Os olhos de Luana se encheram de lágrimas.

– Mas, Olga, você não escutou o que o doutor disse? Não temos escolha. Se a cirurgia não for realizada agora, amanhã meu pai não estará mais entre nós.

– A minha religião não permite amputações, Luana. E você bem sabe disso.

– Por favor, Olga, não coloque religião no meio. Não agora.

– Eu acredito no poder do meu Deus, Luana.

– Eu também acredito. E acredito que foi Deus que colocou esse bom doutor para realizar a cirurgia do meu pai. Que foi Deus que o colocou em nossas vidas para...

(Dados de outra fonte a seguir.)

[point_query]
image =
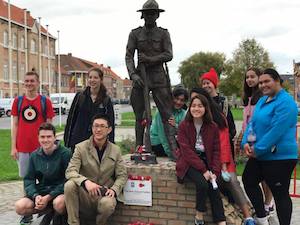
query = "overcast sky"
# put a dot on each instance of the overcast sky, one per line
(97, 30)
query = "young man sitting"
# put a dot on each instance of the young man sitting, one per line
(45, 178)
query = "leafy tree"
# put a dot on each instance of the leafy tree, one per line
(249, 54)
(199, 63)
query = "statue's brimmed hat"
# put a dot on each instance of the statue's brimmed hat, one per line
(150, 5)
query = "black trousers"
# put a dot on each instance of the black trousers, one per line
(277, 175)
(203, 190)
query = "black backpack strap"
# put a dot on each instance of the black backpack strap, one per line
(44, 107)
(20, 101)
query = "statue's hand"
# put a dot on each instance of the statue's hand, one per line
(137, 81)
(142, 58)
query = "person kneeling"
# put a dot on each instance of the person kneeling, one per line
(45, 178)
(96, 176)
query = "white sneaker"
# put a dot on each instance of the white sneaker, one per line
(273, 220)
(262, 221)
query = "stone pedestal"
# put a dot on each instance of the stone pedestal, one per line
(173, 203)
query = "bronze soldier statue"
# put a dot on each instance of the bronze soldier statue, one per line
(154, 49)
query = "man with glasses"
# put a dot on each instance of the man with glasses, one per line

– Pare de falar bobeira, Luana. Eu não vou assinar esse documento e ponto!

– Tudo bem, então. Eu sou a filha. Sou maior de idade. Eu posso assinar sozinha. Não posso, doutor?

– Não, Luana – Kazuo respondeu. – Você não pode. Na verdade, pela lei, a única assinatura válida para esse caso é a da esposa.

– Por favor, doutor, não diga uma coisa dessas nem brincando...

De fato, não era hora nem lugar, mas Kazuo sentiu-se fortemente cativado pela beleza simples e natural daquela jovem. E, por um segundo, quebrando todos os protocolos éticos, permitiu que a dor dela também fosse a dor dele.

– Luana, eu...

– Eu não assino, essa é a minha palavra final! – Olga sentenciou. – A vida do meu esposo está nas mãos do meu Deus.

Nas primeiras horas da manhã seguinte, quando se arrumava para ir trabalhar, o mundo de Luana desabou sob seus pés após receber uma ligação do hospital. Era a notícia mais dolorosa de sua vida.

Deus havia levado a vida de seu pai.